The following sections explain how to configure your environment to support AuthLink authentication. The process involves the following steps:

Configuring Authentication Properties

Configuring a Secured Connection

Note: Before performing the following procedures, verify that the Authentication Link application has been properly set up. For details, refer to the Jacada Interaction Server Installation Guide (Setting Up the Authentication Link).
tog_minusConfiguring Authentication Properties

The authentication.properties file is a configuration file for the LDAP server settings. This file is provided as part of the distribution package.

The properties related to LDAP server settings are listed in the following table. Each property needs to be configured according to your LDAP settings and directory structure.

Property

Description/Notes

Example

ldap.url

The URL for the LDAP server.
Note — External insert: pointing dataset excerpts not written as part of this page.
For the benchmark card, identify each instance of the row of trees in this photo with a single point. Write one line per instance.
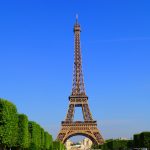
(141, 140)
(17, 132)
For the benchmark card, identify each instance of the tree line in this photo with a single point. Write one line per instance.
(141, 140)
(18, 133)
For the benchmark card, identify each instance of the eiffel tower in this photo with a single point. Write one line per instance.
(78, 98)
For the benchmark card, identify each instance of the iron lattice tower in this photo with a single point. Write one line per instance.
(78, 98)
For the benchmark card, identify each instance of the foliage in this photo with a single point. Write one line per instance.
(8, 124)
(48, 140)
(23, 141)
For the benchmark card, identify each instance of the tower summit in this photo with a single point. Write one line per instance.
(78, 98)
(78, 83)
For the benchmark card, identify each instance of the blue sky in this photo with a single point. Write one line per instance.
(36, 61)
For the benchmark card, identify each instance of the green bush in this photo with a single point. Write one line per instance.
(23, 141)
(8, 124)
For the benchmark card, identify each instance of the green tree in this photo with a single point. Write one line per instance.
(8, 124)
(23, 141)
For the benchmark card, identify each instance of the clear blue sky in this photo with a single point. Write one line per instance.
(36, 61)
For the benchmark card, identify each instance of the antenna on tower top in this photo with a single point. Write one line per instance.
(76, 18)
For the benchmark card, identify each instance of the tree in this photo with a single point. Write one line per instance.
(8, 124)
(23, 141)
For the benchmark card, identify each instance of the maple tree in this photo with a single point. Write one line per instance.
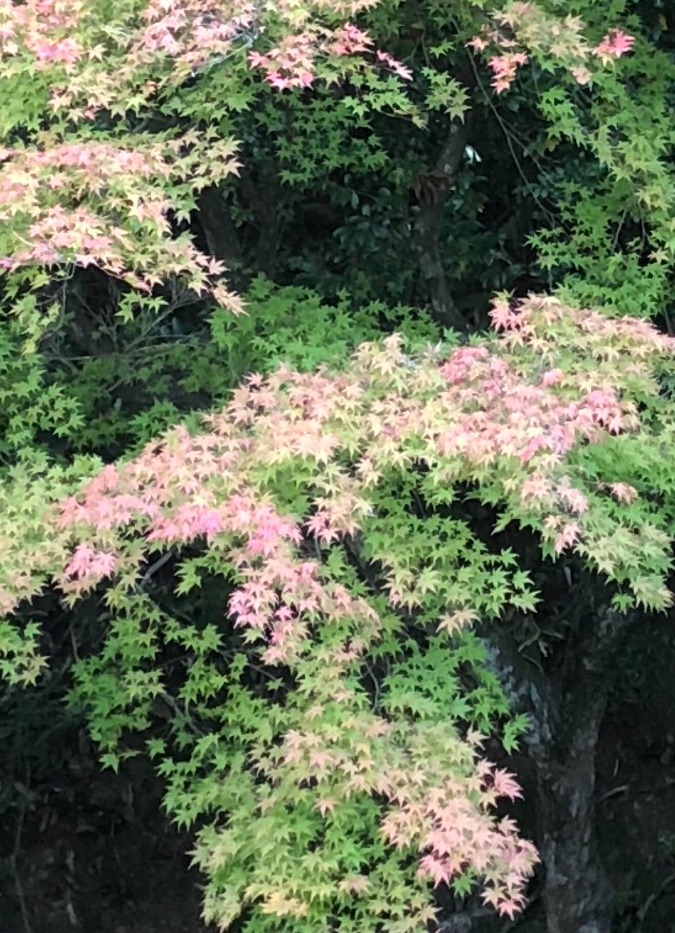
(316, 547)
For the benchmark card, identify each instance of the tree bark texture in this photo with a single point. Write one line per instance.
(566, 706)
(427, 224)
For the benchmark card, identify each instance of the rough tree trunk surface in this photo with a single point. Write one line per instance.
(566, 706)
(577, 894)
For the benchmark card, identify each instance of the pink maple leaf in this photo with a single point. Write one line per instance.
(615, 44)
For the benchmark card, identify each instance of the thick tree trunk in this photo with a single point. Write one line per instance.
(577, 894)
(566, 706)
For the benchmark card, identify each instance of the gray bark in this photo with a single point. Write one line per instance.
(566, 707)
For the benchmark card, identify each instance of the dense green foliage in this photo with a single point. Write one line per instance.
(267, 448)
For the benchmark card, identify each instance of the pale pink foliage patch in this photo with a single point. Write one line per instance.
(507, 406)
(521, 30)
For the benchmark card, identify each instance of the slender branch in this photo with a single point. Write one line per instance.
(427, 228)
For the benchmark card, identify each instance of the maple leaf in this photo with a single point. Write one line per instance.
(615, 44)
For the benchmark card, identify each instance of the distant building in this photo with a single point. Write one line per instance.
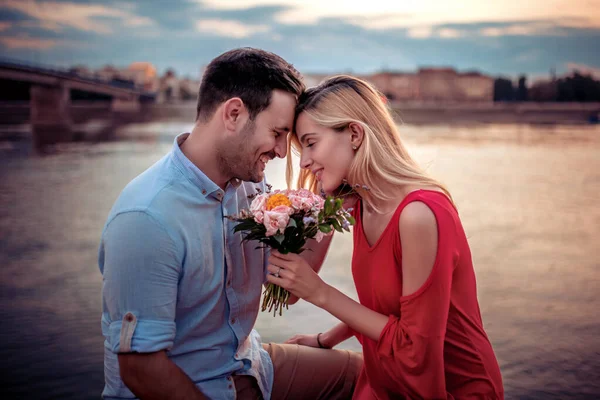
(396, 85)
(474, 86)
(428, 85)
(143, 75)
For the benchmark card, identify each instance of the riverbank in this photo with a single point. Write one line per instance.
(407, 112)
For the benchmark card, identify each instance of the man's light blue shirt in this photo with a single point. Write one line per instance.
(176, 278)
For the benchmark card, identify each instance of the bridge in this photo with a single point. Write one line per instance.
(50, 97)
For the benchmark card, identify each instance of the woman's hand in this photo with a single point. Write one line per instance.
(292, 272)
(304, 340)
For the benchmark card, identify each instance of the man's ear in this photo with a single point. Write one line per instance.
(357, 134)
(233, 111)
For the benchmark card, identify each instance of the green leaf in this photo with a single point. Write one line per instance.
(337, 226)
(279, 238)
It may be separated to host, port, and schema.

ldap://10.90.17.46:389

ldap.base

The LDAP root from which all searches are started.
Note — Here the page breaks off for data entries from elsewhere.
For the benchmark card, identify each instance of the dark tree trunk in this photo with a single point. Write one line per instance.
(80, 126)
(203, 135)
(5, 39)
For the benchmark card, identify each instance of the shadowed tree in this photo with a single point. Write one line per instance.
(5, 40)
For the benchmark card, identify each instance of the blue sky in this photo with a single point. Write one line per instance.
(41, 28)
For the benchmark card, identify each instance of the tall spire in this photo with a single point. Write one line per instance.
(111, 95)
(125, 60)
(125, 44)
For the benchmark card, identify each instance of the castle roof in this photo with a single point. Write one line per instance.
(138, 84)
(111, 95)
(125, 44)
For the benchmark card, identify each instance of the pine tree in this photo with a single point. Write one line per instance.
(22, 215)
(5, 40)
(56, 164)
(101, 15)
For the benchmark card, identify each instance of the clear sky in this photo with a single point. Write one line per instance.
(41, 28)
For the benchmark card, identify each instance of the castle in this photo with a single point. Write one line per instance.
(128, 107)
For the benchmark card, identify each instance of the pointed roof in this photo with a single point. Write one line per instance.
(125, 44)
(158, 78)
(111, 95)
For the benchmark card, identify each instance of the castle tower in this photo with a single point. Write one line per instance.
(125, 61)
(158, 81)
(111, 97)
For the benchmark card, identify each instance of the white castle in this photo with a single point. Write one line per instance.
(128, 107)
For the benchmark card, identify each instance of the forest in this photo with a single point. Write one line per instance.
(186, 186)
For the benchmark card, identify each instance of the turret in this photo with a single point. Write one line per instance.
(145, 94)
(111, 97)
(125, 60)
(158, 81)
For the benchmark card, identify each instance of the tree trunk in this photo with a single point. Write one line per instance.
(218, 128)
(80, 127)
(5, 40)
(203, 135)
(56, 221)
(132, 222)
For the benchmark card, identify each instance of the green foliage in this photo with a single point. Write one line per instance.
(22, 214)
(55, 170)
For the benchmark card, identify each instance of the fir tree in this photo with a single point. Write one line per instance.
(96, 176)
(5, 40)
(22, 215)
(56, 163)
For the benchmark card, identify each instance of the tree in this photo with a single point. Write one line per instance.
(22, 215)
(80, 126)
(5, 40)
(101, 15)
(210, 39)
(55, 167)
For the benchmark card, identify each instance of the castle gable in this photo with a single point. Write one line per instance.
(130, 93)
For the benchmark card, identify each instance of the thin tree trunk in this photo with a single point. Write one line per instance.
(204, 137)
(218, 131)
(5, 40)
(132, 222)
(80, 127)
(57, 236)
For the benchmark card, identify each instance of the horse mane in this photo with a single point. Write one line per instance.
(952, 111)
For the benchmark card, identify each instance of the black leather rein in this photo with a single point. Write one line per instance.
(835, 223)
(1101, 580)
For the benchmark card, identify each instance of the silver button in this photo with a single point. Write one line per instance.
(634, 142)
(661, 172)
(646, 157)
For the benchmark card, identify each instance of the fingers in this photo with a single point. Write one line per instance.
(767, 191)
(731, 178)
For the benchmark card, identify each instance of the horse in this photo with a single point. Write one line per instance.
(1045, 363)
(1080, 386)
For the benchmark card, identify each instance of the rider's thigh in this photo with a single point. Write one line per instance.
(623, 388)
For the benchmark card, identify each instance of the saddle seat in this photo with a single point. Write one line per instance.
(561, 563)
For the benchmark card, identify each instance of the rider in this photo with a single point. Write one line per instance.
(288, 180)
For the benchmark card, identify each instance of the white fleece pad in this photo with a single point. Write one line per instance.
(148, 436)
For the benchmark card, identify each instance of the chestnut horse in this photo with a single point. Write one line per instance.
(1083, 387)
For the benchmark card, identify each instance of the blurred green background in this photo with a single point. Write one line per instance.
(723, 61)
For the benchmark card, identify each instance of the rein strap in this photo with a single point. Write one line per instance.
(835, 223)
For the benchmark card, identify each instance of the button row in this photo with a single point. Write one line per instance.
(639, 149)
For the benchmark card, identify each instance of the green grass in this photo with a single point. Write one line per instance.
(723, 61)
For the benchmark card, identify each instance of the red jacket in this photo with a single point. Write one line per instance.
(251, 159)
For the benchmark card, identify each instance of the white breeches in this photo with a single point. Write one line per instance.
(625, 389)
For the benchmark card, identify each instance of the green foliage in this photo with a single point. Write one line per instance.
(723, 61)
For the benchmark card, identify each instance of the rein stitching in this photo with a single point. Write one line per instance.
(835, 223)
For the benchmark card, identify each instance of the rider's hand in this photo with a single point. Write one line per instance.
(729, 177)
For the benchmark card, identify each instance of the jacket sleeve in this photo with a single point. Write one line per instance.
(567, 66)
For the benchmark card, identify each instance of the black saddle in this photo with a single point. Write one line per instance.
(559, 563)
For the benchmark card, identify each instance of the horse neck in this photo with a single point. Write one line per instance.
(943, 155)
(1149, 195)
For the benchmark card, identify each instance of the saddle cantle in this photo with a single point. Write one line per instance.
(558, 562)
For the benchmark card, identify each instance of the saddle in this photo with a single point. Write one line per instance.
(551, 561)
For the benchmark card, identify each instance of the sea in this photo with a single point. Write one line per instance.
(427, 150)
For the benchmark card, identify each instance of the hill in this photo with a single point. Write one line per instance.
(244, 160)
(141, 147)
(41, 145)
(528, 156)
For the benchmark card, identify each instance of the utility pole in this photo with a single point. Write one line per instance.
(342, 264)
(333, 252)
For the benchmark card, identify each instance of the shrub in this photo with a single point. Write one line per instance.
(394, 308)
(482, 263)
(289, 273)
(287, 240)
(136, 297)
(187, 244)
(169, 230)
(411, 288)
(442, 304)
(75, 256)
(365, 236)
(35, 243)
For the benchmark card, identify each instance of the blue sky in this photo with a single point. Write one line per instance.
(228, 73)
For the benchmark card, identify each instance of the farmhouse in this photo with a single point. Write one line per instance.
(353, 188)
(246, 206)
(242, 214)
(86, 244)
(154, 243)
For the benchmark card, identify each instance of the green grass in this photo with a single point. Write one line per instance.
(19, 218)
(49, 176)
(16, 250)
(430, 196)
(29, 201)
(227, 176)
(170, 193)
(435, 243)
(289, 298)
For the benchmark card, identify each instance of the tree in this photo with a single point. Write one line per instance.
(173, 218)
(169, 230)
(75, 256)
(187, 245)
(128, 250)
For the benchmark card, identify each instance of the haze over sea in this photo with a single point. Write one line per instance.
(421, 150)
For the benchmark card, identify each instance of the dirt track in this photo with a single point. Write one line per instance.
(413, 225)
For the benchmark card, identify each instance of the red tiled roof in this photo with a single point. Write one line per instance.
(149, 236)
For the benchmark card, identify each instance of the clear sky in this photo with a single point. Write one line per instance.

dc=devdomain,dc=develop,dc=com

ldap.user

The full DN of the Admin user used for LDAP connectivity. This user is never exposed to the  Interaction Server.

cn=interact,cn=Users,dc=devdomain,dc=develop,dc=com

ldap.password

Password of the Admin user. When the application starts, the value of this property is encrypted by the server. The password is thus never exposed to the Interaction Server.

 

ldap.password.encrypted

This flag specifies whether the ldap.password is clear text or encrypted. Initially the value should be false. When the application starts, the server encrypts the value of ldap.password and saves the encrypted value back to the properties file. The value of the ldap.password.encrypted property is then set to true.
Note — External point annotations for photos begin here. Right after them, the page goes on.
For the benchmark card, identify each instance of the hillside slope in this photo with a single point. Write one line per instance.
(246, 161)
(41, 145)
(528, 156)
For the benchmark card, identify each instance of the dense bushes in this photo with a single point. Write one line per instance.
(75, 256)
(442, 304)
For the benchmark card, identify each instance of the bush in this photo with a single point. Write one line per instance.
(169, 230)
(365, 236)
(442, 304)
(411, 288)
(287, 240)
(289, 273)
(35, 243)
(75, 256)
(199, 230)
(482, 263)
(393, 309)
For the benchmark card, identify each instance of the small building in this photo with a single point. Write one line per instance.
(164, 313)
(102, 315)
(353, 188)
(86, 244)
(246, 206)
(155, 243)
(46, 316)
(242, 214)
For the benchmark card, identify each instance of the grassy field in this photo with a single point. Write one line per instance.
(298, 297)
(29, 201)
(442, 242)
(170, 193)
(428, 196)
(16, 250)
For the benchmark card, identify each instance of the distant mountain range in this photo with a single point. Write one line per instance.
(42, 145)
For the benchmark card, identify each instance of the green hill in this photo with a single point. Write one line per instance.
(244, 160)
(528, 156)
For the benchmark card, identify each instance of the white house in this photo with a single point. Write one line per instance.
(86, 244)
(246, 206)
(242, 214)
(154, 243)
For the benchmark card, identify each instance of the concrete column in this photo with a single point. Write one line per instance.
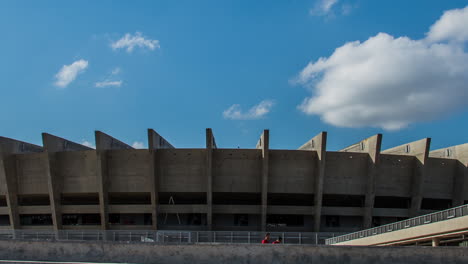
(210, 145)
(318, 144)
(264, 145)
(435, 242)
(104, 143)
(52, 145)
(8, 176)
(420, 150)
(8, 148)
(460, 153)
(371, 146)
(155, 142)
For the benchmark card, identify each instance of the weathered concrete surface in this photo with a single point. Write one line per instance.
(459, 224)
(225, 253)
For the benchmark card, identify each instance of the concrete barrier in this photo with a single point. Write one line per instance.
(225, 253)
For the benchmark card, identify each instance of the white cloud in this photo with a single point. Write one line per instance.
(256, 112)
(138, 145)
(323, 7)
(391, 82)
(452, 26)
(108, 83)
(116, 71)
(68, 73)
(88, 144)
(129, 42)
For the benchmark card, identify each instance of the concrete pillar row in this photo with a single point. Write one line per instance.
(264, 145)
(210, 145)
(371, 146)
(435, 242)
(420, 150)
(8, 168)
(104, 144)
(53, 144)
(460, 153)
(155, 143)
(319, 145)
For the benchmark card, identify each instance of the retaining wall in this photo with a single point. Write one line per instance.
(226, 253)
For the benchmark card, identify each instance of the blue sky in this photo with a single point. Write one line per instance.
(199, 59)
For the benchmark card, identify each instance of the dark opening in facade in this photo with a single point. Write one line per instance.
(79, 199)
(340, 200)
(130, 219)
(293, 199)
(33, 199)
(233, 198)
(392, 202)
(435, 204)
(3, 202)
(241, 220)
(182, 198)
(129, 198)
(275, 221)
(4, 220)
(332, 221)
(35, 219)
(195, 219)
(81, 219)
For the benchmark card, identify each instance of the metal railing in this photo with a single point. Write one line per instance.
(165, 237)
(450, 213)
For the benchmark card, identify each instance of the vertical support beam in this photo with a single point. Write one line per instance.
(420, 150)
(8, 176)
(460, 153)
(319, 144)
(155, 142)
(210, 145)
(8, 148)
(52, 145)
(104, 143)
(371, 146)
(435, 242)
(264, 145)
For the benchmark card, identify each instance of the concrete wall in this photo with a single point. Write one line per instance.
(78, 171)
(181, 170)
(129, 170)
(237, 170)
(305, 175)
(31, 172)
(291, 171)
(395, 176)
(225, 253)
(346, 173)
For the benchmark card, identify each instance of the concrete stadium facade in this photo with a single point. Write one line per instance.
(65, 185)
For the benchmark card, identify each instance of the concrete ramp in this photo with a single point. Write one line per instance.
(107, 252)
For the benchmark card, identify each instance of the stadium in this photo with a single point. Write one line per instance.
(64, 185)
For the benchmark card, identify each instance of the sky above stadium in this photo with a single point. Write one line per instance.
(353, 68)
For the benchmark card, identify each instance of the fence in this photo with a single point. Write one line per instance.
(412, 222)
(165, 237)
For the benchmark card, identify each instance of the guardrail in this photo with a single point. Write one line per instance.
(165, 237)
(408, 223)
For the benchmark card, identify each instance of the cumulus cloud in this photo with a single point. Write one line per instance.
(108, 83)
(391, 82)
(138, 145)
(88, 144)
(110, 80)
(323, 7)
(452, 26)
(68, 73)
(256, 112)
(116, 71)
(129, 42)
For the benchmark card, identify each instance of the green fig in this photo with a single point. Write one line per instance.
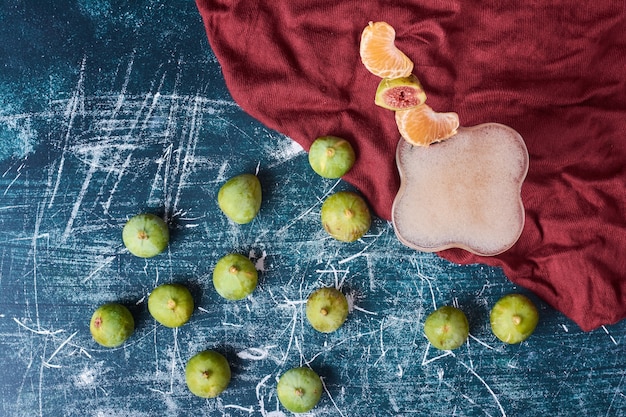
(345, 216)
(331, 157)
(299, 389)
(513, 318)
(171, 304)
(145, 235)
(327, 309)
(240, 198)
(207, 374)
(446, 328)
(111, 324)
(234, 277)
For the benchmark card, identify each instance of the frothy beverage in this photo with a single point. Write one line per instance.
(463, 192)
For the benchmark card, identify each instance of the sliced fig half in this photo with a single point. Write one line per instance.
(400, 93)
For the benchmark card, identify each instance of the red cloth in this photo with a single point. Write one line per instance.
(554, 71)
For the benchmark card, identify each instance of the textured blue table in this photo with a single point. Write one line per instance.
(110, 109)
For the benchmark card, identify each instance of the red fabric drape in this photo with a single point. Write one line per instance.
(554, 71)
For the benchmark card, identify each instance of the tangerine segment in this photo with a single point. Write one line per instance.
(422, 125)
(379, 53)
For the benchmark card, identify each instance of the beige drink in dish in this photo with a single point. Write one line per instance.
(464, 192)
For details about how to change the password, refer to the procedure below the table.

 

ldap.user.loginAttribute

This property is used to bind users during authentication. To allow users to login using different properties, a comma separated list of values can be used.

uid, sAMAccountName

ldap.user.objectClass

Name of the object class that identifies a user.

person

ldap.user.memberOf.attribute

This property is used to identify group memberships of users.

memberOf

ldap.group.name.attribute

Identifies a group name.

cn

ldap.group.memberOf.attribute

This property is used to identify group memberships of groups.

memberOf

ldap.group.search.depth

Defines the number of levels (up the group hierarchy) that are searched when a search for group membership is done. When the value is set to 0, the search is done only on the groups to which the user directly belongs.

3

ldap.admin.groups

A comma separated list of Admin group names. Users belonging to any of these groups will have Admin privileges in the Jacada Interaction Server Admin Console. (Admin privileges include the ability to inactivate other users and change a password on behalf of other users.)

administrators

token.timeout

The time period (in minutes) for which the access token provided by the Authentication Link server is valid.

 

The following example shows sample content of the authentication.properties file:

#LDAP Properties

#Wed Aug 14 12:20:27 IDT 2013

ldap.user=cn\=interact, cn\=Users,dc\=devdomain,dc\=develop,dc\=com

ldap.url=ldap\://10.90.17.46\:389

ldap.password.encrypted=true

ldap.base=dc\=devdomain,dc\=develop,dc\=com

ldap.password=Hca72ROiW_RCA0itgXlKkg

ldap.user.loginAttribute=cn,uid,sAMAccountName

ldap.user.memberOf.attribute=memberOf

ldap.user.objectClass=person

ldap.group.search.depth=3

ldap.group.memberOf.attribute=memberOf

ldap.group.name.attribute=cn

ldap.admin.groups=jasgroup,ofer_a1

#Token Service Properties

#Wed Aug 14 12:20:27 IDT 2013

token.timeout=600

To change the password:

1.Set the ldap.password.encrypted property to false.

2.Set the ldap.password property to the value of the new password (in clear text).

3.Restart the server.

The application encrypts the new password, and writes the value back to the properties file.
tog_minusConfiguring a Secured Connection

Jacada Interaction Server supports an SSL connection to the LDAP server, using ldaps.

To configure a secured connection:

1.Set the ldap.url property to use SSL. For example, ldap.url = ldaps://10.90.17.46:636.

2.Export the LDAP server certificate, and import it to your Tomcat's JVM.